Thing *GetSingletonThing(int arg1, int arg2)
{
    static INIT_ONCE initOnce = INIT_ONCE_STATIC_INIT;
    void *Result;
    if (InitOnceExecuteOnce(&initOnce,
                            AllocateAndInitializeTheThing,
                            nullptr, &Result))
    {
        return static_cast<Thing*>(Result);
    }
    return nullptr;
}

The final parameter to Init­Once­Execute­Once function receives the magic almost-pointer-sized data that the function will remember for you. Your callback function passes this magic value back through the Context parameter, and then Init­Once­Execute­Once gives it back to you as the Result.

As before, if two threads call Init­Once­Execute­Once simultaneously on an uninitialized INIT_ONCE structure, one of them will call the initialization function and the other will wait.
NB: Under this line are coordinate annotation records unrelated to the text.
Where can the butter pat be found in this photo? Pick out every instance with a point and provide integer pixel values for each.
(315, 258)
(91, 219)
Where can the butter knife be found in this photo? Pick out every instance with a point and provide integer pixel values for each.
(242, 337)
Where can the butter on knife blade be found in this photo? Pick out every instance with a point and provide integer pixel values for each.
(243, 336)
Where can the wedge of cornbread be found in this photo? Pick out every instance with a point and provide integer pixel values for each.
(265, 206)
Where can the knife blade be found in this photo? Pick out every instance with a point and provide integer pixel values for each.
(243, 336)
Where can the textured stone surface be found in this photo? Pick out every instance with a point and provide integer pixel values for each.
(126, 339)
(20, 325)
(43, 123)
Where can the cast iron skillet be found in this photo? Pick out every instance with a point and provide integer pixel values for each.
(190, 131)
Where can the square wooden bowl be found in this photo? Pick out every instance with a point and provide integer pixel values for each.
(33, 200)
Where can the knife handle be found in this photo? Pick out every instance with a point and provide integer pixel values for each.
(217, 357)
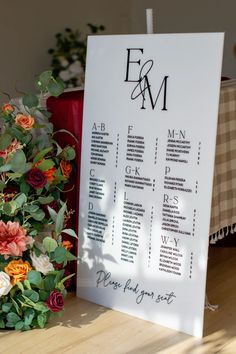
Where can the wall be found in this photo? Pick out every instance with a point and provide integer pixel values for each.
(27, 28)
(191, 16)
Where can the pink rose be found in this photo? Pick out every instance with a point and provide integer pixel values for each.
(36, 178)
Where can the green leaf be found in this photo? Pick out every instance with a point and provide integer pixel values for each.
(28, 316)
(24, 187)
(2, 323)
(30, 100)
(43, 295)
(31, 208)
(41, 154)
(19, 325)
(45, 200)
(32, 295)
(70, 257)
(69, 153)
(52, 213)
(5, 141)
(55, 87)
(34, 277)
(41, 307)
(49, 244)
(6, 167)
(60, 219)
(14, 175)
(10, 208)
(38, 215)
(20, 286)
(60, 254)
(15, 304)
(2, 185)
(13, 318)
(70, 232)
(6, 307)
(42, 319)
(44, 78)
(27, 284)
(45, 165)
(49, 282)
(18, 161)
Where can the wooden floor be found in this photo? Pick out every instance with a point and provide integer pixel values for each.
(88, 328)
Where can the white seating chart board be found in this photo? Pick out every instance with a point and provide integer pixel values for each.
(148, 146)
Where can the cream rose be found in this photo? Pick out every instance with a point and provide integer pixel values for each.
(42, 263)
(5, 284)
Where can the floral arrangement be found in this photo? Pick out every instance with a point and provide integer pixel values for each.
(34, 170)
(69, 56)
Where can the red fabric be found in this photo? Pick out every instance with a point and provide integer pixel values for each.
(67, 112)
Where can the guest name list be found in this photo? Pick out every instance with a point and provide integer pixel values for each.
(146, 175)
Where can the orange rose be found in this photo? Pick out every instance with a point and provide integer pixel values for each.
(67, 245)
(66, 168)
(7, 108)
(17, 270)
(25, 122)
(49, 173)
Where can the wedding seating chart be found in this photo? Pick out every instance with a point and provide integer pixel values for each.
(149, 132)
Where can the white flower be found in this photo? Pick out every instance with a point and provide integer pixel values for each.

Up until now, we've been looking at the synchronous initialization patterns. They aren't lock-free: If you call Init­Once­Execute­Once and initialization of the the INIT_ONCE structure is already in progress, your call will wait until that initialization attempt completes (either successfully or unsuccessfully).
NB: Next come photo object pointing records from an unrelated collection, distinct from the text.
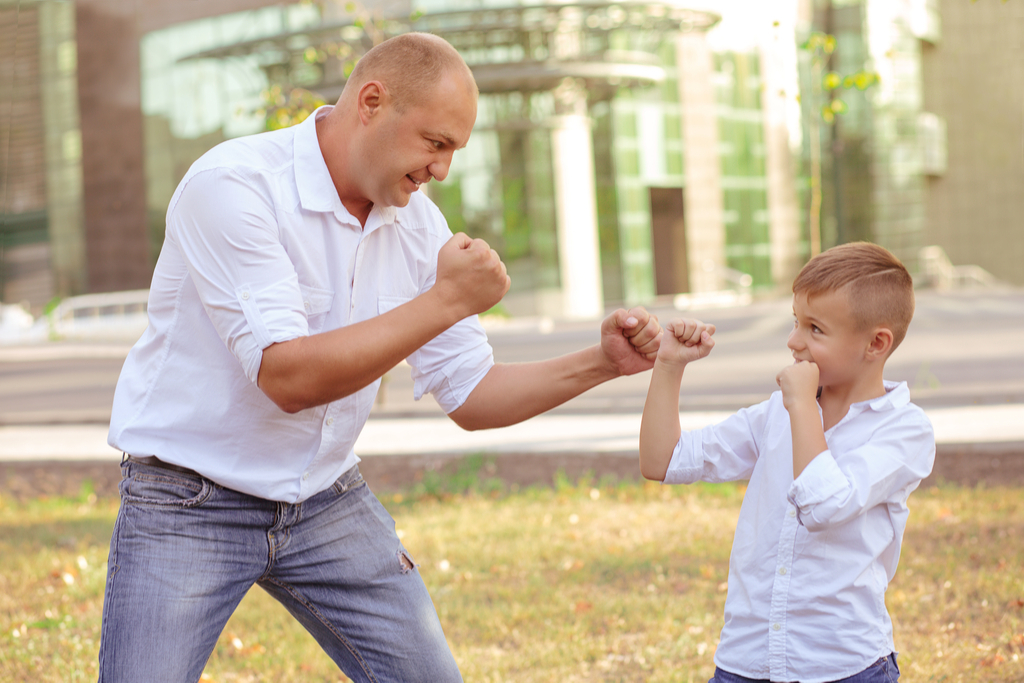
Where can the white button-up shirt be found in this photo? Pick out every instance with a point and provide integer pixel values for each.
(260, 250)
(812, 557)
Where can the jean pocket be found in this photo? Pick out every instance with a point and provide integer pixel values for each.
(352, 478)
(157, 486)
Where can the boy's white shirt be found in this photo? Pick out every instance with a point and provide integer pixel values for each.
(812, 558)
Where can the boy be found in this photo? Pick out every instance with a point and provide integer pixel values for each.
(830, 459)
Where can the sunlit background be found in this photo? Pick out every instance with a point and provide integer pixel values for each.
(624, 153)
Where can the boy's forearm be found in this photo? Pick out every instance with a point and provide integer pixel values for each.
(808, 435)
(659, 428)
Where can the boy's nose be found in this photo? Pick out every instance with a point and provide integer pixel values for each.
(795, 343)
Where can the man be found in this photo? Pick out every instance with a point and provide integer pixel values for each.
(298, 267)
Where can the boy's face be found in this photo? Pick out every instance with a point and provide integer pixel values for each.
(824, 333)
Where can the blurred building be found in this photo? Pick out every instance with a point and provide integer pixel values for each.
(623, 151)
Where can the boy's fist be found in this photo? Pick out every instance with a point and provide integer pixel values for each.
(798, 382)
(685, 340)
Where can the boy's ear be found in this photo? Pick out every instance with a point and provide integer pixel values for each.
(881, 343)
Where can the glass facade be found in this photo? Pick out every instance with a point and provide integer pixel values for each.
(206, 81)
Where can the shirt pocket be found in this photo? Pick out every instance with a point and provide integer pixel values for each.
(316, 303)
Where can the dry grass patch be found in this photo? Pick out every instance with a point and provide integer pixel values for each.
(588, 582)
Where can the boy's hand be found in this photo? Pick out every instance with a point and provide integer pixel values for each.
(799, 383)
(630, 340)
(685, 341)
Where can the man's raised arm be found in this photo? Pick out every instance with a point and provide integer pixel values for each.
(513, 392)
(311, 371)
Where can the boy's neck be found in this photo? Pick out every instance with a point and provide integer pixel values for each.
(837, 399)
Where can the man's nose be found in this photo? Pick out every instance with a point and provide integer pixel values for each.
(439, 167)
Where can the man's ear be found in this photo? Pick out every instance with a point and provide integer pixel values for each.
(881, 344)
(370, 99)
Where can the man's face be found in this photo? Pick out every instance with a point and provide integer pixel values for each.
(824, 333)
(411, 146)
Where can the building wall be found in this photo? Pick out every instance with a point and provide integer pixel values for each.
(116, 223)
(25, 257)
(974, 79)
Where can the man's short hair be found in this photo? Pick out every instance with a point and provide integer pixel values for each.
(410, 65)
(878, 286)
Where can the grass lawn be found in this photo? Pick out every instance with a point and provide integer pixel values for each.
(587, 582)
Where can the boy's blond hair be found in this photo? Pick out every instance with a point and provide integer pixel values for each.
(877, 285)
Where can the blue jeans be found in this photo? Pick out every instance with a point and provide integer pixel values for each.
(185, 551)
(883, 671)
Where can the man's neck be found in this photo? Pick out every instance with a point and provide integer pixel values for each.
(359, 210)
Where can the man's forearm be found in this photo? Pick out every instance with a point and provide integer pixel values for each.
(512, 392)
(659, 429)
(316, 370)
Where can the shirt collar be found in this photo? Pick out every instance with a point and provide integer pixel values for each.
(316, 190)
(897, 395)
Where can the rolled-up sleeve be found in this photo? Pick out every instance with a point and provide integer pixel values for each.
(898, 455)
(724, 452)
(222, 221)
(453, 364)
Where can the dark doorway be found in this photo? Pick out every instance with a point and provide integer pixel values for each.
(669, 241)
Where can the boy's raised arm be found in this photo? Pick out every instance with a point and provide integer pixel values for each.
(683, 341)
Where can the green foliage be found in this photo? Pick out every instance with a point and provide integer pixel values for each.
(821, 46)
(284, 110)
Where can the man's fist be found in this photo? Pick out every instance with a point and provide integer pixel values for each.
(470, 274)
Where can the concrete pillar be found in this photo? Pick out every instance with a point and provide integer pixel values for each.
(62, 143)
(781, 115)
(702, 194)
(576, 204)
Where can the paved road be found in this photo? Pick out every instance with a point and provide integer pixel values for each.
(964, 348)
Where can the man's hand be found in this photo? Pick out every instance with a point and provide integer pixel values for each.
(799, 383)
(470, 275)
(630, 340)
(685, 341)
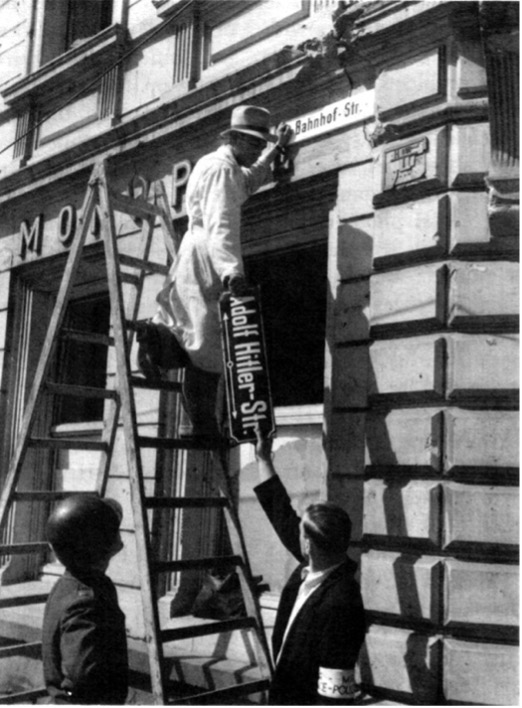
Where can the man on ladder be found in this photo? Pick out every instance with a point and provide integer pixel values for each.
(209, 261)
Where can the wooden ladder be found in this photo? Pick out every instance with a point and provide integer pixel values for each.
(120, 409)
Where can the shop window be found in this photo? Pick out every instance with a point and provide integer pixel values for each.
(293, 296)
(83, 363)
(68, 23)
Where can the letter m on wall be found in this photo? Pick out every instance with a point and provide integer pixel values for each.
(31, 238)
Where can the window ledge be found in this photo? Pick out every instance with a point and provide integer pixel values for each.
(311, 414)
(88, 428)
(65, 69)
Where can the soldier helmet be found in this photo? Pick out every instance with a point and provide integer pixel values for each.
(83, 528)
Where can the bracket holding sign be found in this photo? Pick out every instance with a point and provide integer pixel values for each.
(245, 363)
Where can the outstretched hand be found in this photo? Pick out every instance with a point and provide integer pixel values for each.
(263, 445)
(284, 134)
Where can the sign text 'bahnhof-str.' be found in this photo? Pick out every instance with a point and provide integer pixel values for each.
(331, 117)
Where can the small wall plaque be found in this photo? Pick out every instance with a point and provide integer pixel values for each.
(405, 164)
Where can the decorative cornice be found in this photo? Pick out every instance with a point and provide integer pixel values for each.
(82, 61)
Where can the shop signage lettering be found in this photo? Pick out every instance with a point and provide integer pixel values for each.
(32, 232)
(245, 365)
(334, 116)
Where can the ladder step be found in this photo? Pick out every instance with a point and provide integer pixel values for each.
(48, 495)
(177, 443)
(14, 549)
(140, 264)
(80, 391)
(142, 382)
(186, 502)
(216, 697)
(33, 649)
(23, 697)
(204, 630)
(79, 335)
(133, 207)
(68, 444)
(23, 600)
(130, 279)
(195, 564)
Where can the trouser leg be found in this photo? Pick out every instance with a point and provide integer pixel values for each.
(203, 400)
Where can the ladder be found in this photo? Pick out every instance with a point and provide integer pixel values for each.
(120, 410)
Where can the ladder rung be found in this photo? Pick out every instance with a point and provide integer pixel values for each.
(141, 264)
(90, 337)
(134, 207)
(23, 696)
(195, 564)
(13, 549)
(130, 279)
(176, 443)
(216, 697)
(68, 444)
(48, 495)
(21, 649)
(203, 630)
(80, 391)
(185, 502)
(141, 382)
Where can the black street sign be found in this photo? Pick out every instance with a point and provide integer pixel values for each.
(245, 363)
More interesting is the asynchronous pattern. Here it is, as applied to our Singleton­Manager exercise:

 SingletonManager(const SINGLETONINFO *rgsi, UINT csi)
               : m_rgsi(rgsi), m_csi(csi),
                 m_rgio(new INITONCE[csi]) {
   for (UINT iio = 0; iio < csi; iio++) {
    InitOnceInitialize(&m_rgio[iio]);
   }
 }
 ...
 // Array that describes objects we've created
 // runs parallel to m_rgsi
 INIT_ONCE *m_rgio;
};

ITEMCONTROLLER *SingletonManager::Lookup(DWORD dwId)
{
 ... same as before until we reach the "singleton constructor pattern"

 void *pv = NULL;
 BOOL fPending;
 if (!InitOnceBeginInitialize(&m_rgio[i], INIT_ONCE_ASYNC,
                              &fPending, &pv)) return NULL;

 if (fPending) {
  ITEMCONTROLLER *pic = m_rgsi[i].pfnCreateController();
  DWORD dwResult = pic ? 0 : INIT_ONCE_INIT_FAILED;
  if (InitOnceComplete(&m_rgio[i],
                       INIT_ONCE_ASYNC | dwResult, pic)) {
   pv = pic;
  } else {
   // lost the race - discard ours and retrieve the winner
   delete pic;
   InitOnceBeginInitialize(&m_rgio[i], INIT_ONCE_CHECK_ONLY,
                           X&fPending, &pv);
  }
 }
 return static_cast<ITEMCONTROLLER *>(pv);
}

The pattern for asynchronous initialization is as follows:

  • Call Init­Once­Begin­Initialize in async mode.
  • If it returns fPending == FALSE, then initialization has already been performed and you can go ahead and use the result passed back in the final parameter.
  • Otherwise, initialization is pending. Do your initialization, but remember that since this is a lock-free algorithm, there can be many threads trying to initialize simultaneously, so you have to be careful how you manipulate global state. This pattern works best if initialization takes the form of creating a new object (because that means multiple threads performining initialization are each creating independent objects).
  • Call Init­Once­Complete with the result of your initialization.
  • If Init­Once­Complete succeeds, then you won the initialization race, and you're done.
  • If Init­Once­Complete fails, then you lost the initialization race and should clean up your failed initialization. In that case, you should call Init­Once­Begin­Initialize one last time to get the answer from the winner.

it's conceptually simple; it just takes a while to explain. but at least now it's in recipe form.

Exercise: Instead of calling Init­Once­Complete with INIT_ONCE_INIT_FAILED, what happens if the function simply returns without ever completing the init-once?

Exercise: What happens if two threads try to perform asynchronous initialization and the first one to complete fails?

Exercise: Combine the results of the first two exercises and draw a conclusion.